Encore in Copyright Fight Over Gospel Hit

     CINCINNATI (CN) – A federal jury improperly gave a family some footing to fight for the rights to the 1975 gospel hit “I’ll Fly Away,” the 6th Circuit ruled.
     The children of Albert Brumley Sr. have been battling each other over the ownership of the late songwriter’s gospel song since 2008.
     Brumley Sr. had assigned the copyright to two of his six children, Robert and William Brumley, in 1975 when he sold them his interest in Brumley and Sons for $100,000.
     When the patriarch died nearly two years later, he bequeathed all of his property, including his interests in any copyrights, to his wife Goldie.
     Goldie executed another bill of sale in 1979 that asserted sole and rightful ownership of all of Brumley Sr.’s songs and purported to assign those rights Brumley and Sons for $1.
     Robert bought out William’s share of Brumley and Sons in 1986, and their mother died two years later.
     Matters finally heated up in 2006 when Robert and William’s four brothers had the U.S. Copyright Office terminate the 1975 transfer of rights in “I’ll Fly Away.”
     When the brothers sued Robert, he claimed that the termination was invalid for two reasons: “(1) Brumley, Sr. was not the statutory author of the song; and (2) a 1979 assignment of interests in Brumley, Sr.’s songs by Brumley, Sr.’s widow prevented the Brumley heirs from later exercising their termination rights,” according to the ruling.
     A federal jury in Nashville concluded, however, that Brumley Sr. was the statutory author of the song, and that Goldie’s 1979 assignment did not nullify her children’s termination rights.
     On appeal, Robert argued that the transcript of a 1977 conversation involving Albert Brumley Sr. and his son, Albert Brumley Jr., was wrongfully admitted into evidence, and that the court erred by excluding two magazine articles from the trial.
     Though a three-judge panel of the 6th Circuit found that the 1977 conversation was properly included, the court said that the articles were admissible, too.
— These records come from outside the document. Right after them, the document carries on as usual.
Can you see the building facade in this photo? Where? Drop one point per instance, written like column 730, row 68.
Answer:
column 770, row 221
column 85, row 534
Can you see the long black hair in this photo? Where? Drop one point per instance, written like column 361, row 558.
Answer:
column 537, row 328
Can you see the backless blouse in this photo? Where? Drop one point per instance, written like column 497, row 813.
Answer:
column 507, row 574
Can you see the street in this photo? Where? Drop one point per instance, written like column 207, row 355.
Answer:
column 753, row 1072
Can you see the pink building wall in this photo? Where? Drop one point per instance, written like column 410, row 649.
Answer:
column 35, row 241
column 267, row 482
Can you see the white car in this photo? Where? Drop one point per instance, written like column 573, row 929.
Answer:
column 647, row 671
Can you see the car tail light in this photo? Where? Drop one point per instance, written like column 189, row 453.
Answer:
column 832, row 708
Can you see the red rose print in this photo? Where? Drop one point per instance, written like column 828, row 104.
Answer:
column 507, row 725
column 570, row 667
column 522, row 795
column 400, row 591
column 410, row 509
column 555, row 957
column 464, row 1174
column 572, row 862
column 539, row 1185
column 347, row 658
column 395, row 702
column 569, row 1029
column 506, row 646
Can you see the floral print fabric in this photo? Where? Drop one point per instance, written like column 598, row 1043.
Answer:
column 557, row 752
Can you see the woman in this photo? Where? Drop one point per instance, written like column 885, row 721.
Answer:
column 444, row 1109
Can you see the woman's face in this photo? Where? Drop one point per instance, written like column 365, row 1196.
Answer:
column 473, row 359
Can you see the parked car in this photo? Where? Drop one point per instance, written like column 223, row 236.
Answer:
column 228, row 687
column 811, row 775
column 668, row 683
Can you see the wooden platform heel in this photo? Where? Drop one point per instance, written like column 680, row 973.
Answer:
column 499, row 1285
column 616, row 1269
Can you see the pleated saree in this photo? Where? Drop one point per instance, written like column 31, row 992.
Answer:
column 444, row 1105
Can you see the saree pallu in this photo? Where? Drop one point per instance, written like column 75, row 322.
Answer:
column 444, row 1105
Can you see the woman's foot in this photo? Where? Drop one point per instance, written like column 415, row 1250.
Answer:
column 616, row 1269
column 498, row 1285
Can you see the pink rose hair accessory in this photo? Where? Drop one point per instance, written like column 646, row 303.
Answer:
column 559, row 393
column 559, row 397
     The 1977 conversation involved Brumley Sr. mentioning that “I sold some of the songs including ‘I’ll Fly Away’ and two others for three dollars.'”
     Robert Brumley claimed the conversation was hearsay, but it was admitted under the residual hearsay exception of Rule 807, which allows certain statements, if “(1) the statement has equivalent circumstantial guarantees of trustworthiness; (2) the statement is offered as evidence of a material fact; (3) the statement is more probative on the point for which it is offered than any other evidence that the proponent can obtain through reasonable efforts; and (4) admitting the statement will best serve the purposes of the Rules of Evidence and the interests of justice.”
     Robert claimed the statements failed to meet the circumstantial guarantees of trustworthiness, but the appellate panel disagreed based on “a number of factors.”
     “First, the statements should be considered more reliable than not given that Brumley Sr. and Brumley Jr. are father and son and not strangers,” Judges Boyce Martin Jr. wrote for the court. “Second, there is no indication that Brumley Sr. lacked capacity at the time that he gave the statement. … Third, Robert has not alleged that Brumley Sr. was an untruthful person. Fourth, the statement is clear and unambiguous. Finally, the fact that Brumley Jr. recorded the conversation adds an element of formality, which suggests that Brumley Sr. may have given his statements added consideration.”
     As for the magazine articles – which included one from a 1977 edition of Music City News and another published in a 1986 edition of Bluegrass Unlimited – the District Court chose not to introduce them to the jury over concerns that “the danger of unfair prejudice, confusion of the issues, or misleading the jury” substantially outweighed their probative value.
     Robert Brumley said the articles proved that his father was an employee of the Hartford Music Co. when he wrote “I’ll Fly Away,” thereby making the song a “work made for hire.”
     Ultimately the appellate panel rejected the District Court’s conclusion that “there is no clear indication in these articles as to how the authors acquired the information that they used to make representations regarding Brumley’s employment status at the relevant time.”
     Martin wrote: “It is clear where the authors acquired the relevant information. It is apparent from the context of the Stubblefield article that Stubblefield interviewed Brumley Sr., and the notes section at the conclusion of Malone’s article lists all of Malone’s sources, which include Brumley Sr. and Eugene M. Bartlett, former President of Hartford.”
     The articles will now be included as evidence in the case, which was remanded to the District Court of Tennessee at Nashville for further proceedings.